1. In `tune_mode=pipeline`, the system will only tune the preprocessing pipeline.  
2. In `tune_mode=params`, the system will only tune the model parameters.  
3. In `tune_mode=pipeline_params`, the system will do a two-stage search: first for pipelines, then for model parameters.

---

## 4. Testing & Execution

After setting everything up:

```bash
# Search only the best preprocessing pipeline:
python main.py --tune_mode pipeline

# Search only the best model hyperparameters:
python main.py --tune_mode params

# Joint two-stage search for both pipeline and parameters:
python main.py --tune_mode pipeline_params
```

Once this completes, you should see results logged into Weights & Biases (wandb).
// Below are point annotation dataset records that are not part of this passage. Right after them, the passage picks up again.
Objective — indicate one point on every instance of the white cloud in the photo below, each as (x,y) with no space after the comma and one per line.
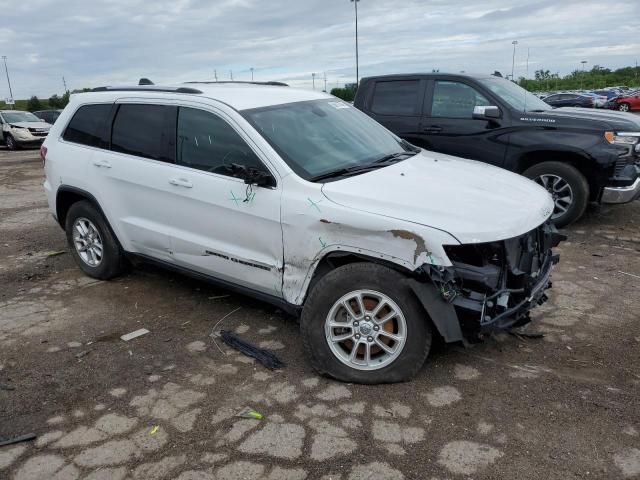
(118,41)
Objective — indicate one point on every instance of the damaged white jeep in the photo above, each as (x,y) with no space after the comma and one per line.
(301,200)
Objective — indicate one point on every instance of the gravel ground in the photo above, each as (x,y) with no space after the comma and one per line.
(164,405)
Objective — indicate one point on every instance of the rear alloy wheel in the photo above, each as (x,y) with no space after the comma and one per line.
(11,143)
(362,324)
(567,186)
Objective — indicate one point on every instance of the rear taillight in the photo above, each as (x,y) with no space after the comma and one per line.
(43,154)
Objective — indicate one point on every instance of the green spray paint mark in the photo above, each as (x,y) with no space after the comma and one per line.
(234,199)
(314,204)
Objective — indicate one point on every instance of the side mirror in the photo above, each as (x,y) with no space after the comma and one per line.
(486,113)
(252,176)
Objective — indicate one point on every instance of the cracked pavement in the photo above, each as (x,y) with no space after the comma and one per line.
(164,405)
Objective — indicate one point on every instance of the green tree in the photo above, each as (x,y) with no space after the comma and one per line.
(34,104)
(55,101)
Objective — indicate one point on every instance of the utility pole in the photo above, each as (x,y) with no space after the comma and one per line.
(355,3)
(513,60)
(4,57)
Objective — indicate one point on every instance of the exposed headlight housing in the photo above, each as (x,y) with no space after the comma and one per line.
(622,138)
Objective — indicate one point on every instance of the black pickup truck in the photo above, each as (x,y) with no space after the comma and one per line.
(577,155)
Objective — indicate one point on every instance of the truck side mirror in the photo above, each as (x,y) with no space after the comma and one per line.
(486,112)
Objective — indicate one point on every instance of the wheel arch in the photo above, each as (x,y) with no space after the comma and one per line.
(577,159)
(441,315)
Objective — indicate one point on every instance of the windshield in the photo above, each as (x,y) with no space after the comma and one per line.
(516,96)
(323,136)
(15,117)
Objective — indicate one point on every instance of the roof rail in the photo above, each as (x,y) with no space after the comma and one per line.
(147,88)
(271,83)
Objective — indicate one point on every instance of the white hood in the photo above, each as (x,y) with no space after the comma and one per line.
(473,201)
(40,125)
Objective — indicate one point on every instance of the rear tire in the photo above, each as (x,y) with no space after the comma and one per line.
(568,180)
(91,242)
(410,325)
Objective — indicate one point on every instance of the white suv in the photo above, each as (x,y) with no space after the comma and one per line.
(301,200)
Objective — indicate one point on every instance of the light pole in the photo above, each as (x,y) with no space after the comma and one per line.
(4,57)
(513,59)
(355,3)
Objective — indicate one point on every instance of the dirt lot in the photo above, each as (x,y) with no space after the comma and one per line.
(164,405)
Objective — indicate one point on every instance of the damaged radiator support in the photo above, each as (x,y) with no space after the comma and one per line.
(496,284)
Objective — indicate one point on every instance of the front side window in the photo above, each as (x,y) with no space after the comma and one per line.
(206,142)
(145,131)
(455,100)
(88,126)
(398,97)
(318,137)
The save_summary_data function writes out a CSV of the top performing runs. If you selected pipeline_params, the script also generates a default param config for the second stage of the search, which is automatically run via run_step3.

## 5. Summary
By following these steps:

Inherit from the appropriate base class (in our case BaseClassificationMethod).
Implement the fit, predict, and (optionally) preprocessing_pipeline methods.
Integrate your custom model into the main.py script.
Create and reference the necessary configuration (YAML) files.
Run the pipeline using --tune_mode (pipeline|params|pipeline_params).
…you can easily plug in any custom algorithm—ranging from simple classification methods like an SVM to deep learning methods with pretraining steps—into this auto-search framework.

Happy coding and good luck with your hyperparameter searches!